Newsletter #459 Preview: The iPhone 2.1 Update: Did Apple Finally Get it Right?
September 14th, 2008Well, I have to play the cliché game again. You see, three times may indeed have been the charm for Apple’s efforts to repair the most irritating bugs in the current generation of iPhone software.
The misery for Apple began on that fateful day when they tried to achieve three holes in one, simultaneously introducing the iPhone 3G, the new 2.0 software, and reinventing .Mac as MobileMe.
In retrospect, I would call it one home run and two outs. Yes, there were some activation issues early on for the first few hours the highly-anticipated iPhone 3G went on sale. Perhaps that was a combination of the overload experienced by both Apple’s and AT&T’s servers in the states, and similar issues around the world where the hot-selling gadget first went on sale.

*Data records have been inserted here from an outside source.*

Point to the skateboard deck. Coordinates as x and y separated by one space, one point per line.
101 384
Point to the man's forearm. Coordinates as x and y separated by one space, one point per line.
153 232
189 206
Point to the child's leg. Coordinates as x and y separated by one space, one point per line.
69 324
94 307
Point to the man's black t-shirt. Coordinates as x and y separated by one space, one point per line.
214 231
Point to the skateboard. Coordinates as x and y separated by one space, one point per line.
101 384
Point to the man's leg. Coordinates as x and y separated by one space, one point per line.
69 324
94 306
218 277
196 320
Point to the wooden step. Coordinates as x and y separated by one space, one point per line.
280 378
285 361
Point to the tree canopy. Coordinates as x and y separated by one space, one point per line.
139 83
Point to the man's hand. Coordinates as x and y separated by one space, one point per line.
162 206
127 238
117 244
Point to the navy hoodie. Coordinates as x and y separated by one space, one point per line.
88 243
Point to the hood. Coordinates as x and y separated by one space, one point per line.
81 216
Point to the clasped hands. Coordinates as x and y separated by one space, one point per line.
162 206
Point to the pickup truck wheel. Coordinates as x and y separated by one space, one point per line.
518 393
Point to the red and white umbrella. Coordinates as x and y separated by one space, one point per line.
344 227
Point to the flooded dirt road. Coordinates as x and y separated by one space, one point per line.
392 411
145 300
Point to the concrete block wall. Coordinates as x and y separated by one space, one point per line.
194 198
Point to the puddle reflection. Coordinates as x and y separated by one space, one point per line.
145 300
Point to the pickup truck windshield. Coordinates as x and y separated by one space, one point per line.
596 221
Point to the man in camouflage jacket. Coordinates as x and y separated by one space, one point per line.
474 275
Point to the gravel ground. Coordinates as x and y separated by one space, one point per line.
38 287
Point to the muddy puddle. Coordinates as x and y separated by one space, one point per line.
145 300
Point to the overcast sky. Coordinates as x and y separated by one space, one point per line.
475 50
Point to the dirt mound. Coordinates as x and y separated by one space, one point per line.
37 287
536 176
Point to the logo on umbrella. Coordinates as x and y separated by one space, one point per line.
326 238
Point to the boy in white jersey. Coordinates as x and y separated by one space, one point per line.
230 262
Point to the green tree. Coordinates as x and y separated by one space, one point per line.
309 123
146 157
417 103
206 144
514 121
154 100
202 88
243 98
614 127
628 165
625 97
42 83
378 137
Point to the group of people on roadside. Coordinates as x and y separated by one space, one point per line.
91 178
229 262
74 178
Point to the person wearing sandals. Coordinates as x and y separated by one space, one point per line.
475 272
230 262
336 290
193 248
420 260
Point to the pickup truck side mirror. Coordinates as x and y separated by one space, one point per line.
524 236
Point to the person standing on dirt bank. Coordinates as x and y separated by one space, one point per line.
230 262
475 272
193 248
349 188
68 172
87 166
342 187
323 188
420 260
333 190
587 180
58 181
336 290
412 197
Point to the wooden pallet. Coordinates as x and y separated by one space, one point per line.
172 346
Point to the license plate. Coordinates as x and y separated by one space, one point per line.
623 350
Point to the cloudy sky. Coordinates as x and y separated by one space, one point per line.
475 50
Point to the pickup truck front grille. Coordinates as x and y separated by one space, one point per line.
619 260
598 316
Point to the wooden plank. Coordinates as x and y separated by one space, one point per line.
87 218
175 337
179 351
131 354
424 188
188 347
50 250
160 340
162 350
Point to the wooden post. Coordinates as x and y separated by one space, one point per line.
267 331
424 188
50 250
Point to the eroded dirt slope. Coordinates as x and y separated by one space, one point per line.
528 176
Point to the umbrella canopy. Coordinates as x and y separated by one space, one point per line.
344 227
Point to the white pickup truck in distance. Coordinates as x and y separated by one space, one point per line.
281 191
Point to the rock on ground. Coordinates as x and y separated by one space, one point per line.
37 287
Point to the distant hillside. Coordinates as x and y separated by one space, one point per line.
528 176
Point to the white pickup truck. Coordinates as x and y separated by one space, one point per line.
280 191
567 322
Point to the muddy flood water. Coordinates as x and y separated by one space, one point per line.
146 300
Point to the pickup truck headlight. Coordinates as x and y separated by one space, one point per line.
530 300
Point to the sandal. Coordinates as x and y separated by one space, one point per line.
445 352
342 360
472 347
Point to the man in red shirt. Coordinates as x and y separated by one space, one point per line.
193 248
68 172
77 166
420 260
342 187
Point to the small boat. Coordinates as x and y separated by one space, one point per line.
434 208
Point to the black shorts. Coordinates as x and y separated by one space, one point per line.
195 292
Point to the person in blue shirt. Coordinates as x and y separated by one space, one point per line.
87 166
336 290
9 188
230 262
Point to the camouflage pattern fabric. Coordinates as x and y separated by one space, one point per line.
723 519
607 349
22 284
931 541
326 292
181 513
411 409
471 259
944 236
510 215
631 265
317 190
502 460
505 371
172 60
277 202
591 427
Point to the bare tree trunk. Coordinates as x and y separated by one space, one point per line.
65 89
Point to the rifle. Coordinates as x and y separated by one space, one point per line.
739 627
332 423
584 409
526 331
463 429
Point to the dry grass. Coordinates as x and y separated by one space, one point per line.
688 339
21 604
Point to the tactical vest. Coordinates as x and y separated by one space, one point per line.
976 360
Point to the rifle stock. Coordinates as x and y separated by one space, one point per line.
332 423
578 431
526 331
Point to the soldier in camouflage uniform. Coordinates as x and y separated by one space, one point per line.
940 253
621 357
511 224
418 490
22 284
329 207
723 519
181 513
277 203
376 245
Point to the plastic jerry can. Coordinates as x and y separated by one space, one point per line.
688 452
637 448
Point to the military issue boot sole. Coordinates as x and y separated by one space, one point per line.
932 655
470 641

Regardless, lots of iPhone users complained, and quite loudly. They reported a litany of problems, including application crashes, excessive numbers of dropped calls, poor broadband speeds, and slow user interface response, particularly when checking your contact list. A few pundits suggested the software reeked of beta, even though it was supposedly a final release.
The 2.0.1 and 2.0.2 updates, offering “bug fixes,” evidently failed to resolve the most serious issues. The latter supposedly addressed 3G connectivity issues with wireless phone networks, but results proved to be a mixed bag.